In the case of Group II/III child restraint systems, children are generally secured using the vehicle’s own retractable 3-point safety belt. Children should never be secured with just a pelvic belt. In the event of a collision, the child’s upper body would be propelled forward and the child could sustain serious injuries to the head. The optimal features of a Group II/III seat include a comfortable booster seat with a height-adjustable backrest and sufficient shoulder protection in case of a side-impact collision.

The CYBEX Pallas model range (Group I/II/III, 9-36 kg, approx. 9 months to 12 years) and the CYBEX Solution series (Group II/III, 15-36 kg, approx. 3 – 12 years) both offer a special head protection for a high level of safety while asleep. The patented 3-position reclining headrest shifts the balance point of the child’s head slightly back, prevents it from falling forward and keeps the child in the safety zone while asleep.

It is important to ensure that the switch to a Group II/III child restraint system is not made too early. A small child can easily slip out of the safety belt, particularly when it falls asleep en route. The child’s shoulders are also too narrow to hold the safety belt securely in place. In this case it is highly recommendable to secure the child with the safety cushion in Group I.


The idea behind a child restraint system is to adapt the car’s safety belt system to the size of the child. Standards ECE R 44/03 and 44/04 indicate that a booster seat for children weighing more than 15 kg is theoretically sufficient to fulfil this purpose. However, we strongly recommend using a complete seat with a backrest to offer optimum protection to the pelvis, shoulders and head.
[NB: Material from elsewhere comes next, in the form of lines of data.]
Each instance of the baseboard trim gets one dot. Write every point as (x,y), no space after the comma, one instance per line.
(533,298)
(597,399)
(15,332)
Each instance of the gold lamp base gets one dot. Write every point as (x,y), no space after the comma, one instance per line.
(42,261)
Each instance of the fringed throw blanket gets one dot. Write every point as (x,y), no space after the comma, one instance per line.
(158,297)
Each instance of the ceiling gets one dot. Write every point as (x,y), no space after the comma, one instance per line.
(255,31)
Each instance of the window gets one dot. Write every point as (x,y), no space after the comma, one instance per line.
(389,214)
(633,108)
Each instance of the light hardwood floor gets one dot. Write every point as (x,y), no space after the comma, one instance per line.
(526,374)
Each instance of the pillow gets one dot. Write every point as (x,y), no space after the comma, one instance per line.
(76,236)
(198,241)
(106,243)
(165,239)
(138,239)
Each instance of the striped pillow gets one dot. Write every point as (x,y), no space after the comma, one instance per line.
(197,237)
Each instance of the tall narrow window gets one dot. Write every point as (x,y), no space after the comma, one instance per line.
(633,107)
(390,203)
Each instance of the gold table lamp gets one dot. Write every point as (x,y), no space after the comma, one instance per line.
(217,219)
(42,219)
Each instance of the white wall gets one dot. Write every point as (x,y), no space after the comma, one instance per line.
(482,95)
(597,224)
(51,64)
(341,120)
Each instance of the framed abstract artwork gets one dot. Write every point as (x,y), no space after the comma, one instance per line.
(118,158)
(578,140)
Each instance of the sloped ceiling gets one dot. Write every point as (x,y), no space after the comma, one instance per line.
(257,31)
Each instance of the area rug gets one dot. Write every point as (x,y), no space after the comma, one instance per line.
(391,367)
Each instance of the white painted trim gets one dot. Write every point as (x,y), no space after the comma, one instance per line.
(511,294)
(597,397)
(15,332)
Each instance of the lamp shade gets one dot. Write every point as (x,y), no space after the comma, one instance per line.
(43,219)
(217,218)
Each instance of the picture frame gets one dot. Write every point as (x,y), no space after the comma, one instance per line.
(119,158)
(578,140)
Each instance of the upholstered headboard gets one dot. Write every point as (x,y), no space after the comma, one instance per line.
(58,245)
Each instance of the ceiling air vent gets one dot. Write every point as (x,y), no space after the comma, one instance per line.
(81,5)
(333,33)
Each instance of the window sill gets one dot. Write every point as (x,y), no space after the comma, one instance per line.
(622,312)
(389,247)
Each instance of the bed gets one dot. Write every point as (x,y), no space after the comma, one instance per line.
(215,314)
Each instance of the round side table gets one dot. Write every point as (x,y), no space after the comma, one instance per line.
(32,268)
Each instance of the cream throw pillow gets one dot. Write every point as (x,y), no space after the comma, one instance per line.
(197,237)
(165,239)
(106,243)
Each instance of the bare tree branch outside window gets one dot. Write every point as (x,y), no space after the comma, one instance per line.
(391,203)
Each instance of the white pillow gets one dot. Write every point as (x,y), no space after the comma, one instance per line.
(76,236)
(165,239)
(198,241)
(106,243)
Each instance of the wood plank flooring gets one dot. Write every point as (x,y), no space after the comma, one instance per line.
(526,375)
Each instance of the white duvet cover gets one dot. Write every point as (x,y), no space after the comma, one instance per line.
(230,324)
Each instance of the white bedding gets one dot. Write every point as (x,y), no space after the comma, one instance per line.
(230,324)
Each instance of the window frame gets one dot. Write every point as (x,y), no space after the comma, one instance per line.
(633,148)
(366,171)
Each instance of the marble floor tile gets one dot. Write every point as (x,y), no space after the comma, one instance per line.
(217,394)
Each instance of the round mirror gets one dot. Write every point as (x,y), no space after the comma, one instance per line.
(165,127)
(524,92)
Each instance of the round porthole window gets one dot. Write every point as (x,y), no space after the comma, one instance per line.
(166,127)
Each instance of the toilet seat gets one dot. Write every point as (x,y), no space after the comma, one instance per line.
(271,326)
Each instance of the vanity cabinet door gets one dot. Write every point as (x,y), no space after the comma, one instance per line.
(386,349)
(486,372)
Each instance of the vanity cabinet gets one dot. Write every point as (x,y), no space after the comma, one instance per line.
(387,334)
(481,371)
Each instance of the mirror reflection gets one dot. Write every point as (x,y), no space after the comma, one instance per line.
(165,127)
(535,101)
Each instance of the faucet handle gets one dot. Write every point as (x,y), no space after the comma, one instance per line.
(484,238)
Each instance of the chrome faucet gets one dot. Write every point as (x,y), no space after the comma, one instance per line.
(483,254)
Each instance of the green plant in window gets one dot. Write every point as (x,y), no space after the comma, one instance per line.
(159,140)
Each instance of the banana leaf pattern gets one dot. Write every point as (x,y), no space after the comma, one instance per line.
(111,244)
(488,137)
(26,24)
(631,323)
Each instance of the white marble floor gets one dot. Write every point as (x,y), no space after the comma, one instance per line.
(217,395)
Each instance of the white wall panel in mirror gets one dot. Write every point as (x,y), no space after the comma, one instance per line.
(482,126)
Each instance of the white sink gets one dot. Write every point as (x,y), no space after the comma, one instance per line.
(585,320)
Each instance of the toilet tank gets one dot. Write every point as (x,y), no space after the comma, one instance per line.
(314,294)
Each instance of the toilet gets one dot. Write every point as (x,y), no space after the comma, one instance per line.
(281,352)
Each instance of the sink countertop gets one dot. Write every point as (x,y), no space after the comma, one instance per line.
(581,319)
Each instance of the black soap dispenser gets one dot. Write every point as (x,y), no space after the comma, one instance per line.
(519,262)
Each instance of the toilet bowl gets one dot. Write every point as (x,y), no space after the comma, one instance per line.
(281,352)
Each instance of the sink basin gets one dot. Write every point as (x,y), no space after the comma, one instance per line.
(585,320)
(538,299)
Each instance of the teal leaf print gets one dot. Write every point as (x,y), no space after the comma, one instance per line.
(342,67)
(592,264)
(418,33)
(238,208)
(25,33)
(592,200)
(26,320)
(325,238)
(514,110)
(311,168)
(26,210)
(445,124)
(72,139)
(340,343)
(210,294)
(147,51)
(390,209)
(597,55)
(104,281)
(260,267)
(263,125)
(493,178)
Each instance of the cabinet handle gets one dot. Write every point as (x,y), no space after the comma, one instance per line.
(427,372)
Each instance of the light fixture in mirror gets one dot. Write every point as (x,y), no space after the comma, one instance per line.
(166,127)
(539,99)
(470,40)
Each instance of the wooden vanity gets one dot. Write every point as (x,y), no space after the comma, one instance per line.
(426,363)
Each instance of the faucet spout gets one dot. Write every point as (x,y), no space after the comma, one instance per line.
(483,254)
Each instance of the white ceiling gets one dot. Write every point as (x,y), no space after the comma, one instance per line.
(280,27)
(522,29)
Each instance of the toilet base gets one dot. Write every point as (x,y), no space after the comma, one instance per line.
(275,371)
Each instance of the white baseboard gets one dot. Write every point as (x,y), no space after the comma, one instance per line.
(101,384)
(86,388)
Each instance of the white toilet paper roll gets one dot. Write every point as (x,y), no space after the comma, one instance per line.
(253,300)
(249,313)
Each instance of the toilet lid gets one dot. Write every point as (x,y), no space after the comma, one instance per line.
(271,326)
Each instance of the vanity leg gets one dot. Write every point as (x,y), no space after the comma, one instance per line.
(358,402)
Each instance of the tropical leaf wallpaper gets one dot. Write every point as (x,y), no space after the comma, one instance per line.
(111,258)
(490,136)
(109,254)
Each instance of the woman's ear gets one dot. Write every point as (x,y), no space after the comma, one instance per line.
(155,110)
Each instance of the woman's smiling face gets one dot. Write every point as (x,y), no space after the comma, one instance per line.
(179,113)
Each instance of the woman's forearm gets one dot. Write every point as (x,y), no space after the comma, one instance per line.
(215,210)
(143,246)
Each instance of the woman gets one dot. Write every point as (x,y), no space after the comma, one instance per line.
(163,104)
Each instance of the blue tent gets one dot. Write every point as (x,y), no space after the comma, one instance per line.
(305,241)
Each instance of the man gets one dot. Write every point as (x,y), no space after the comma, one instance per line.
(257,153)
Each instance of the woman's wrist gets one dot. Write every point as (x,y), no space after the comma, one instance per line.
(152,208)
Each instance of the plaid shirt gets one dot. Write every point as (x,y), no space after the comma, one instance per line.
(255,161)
The differences between simple booster seats and sturdy seats with backrest and snugly fitting safety belts are astounding.

We discourage parents from opting for just a booster seat for the following reasons: The problem with booster seats is that they do not offer any side protection. A safety seat with a backrest is fitted with a side protection, preventing the child’s head from hitting the car window in a collision. Moreover, a side-impact collision is capable of causing serious injury, and children may also suffer additional injury from the side airbag. Airbags may protect adults, but they can pose a serious risk to children. Statistics show that one in four collisions involve impact to the side of the vehicle.

Even more alarming is the fact that these side-impact collisions account for 20 per cent of all collision-related deaths and seriously debilitating injuries among children. A booster seat does not provide sufficient protection to the child’s most vulnerable areas. There is always a danger that the booster seat could slide underneath the child. Booster seats do not position the safety belt around the shoulder area, causing the belt to sit too closely to the neck. The compact design of a seat with a backrest not only ensures that the child is secured more firmly but that the belt is also always in the right position.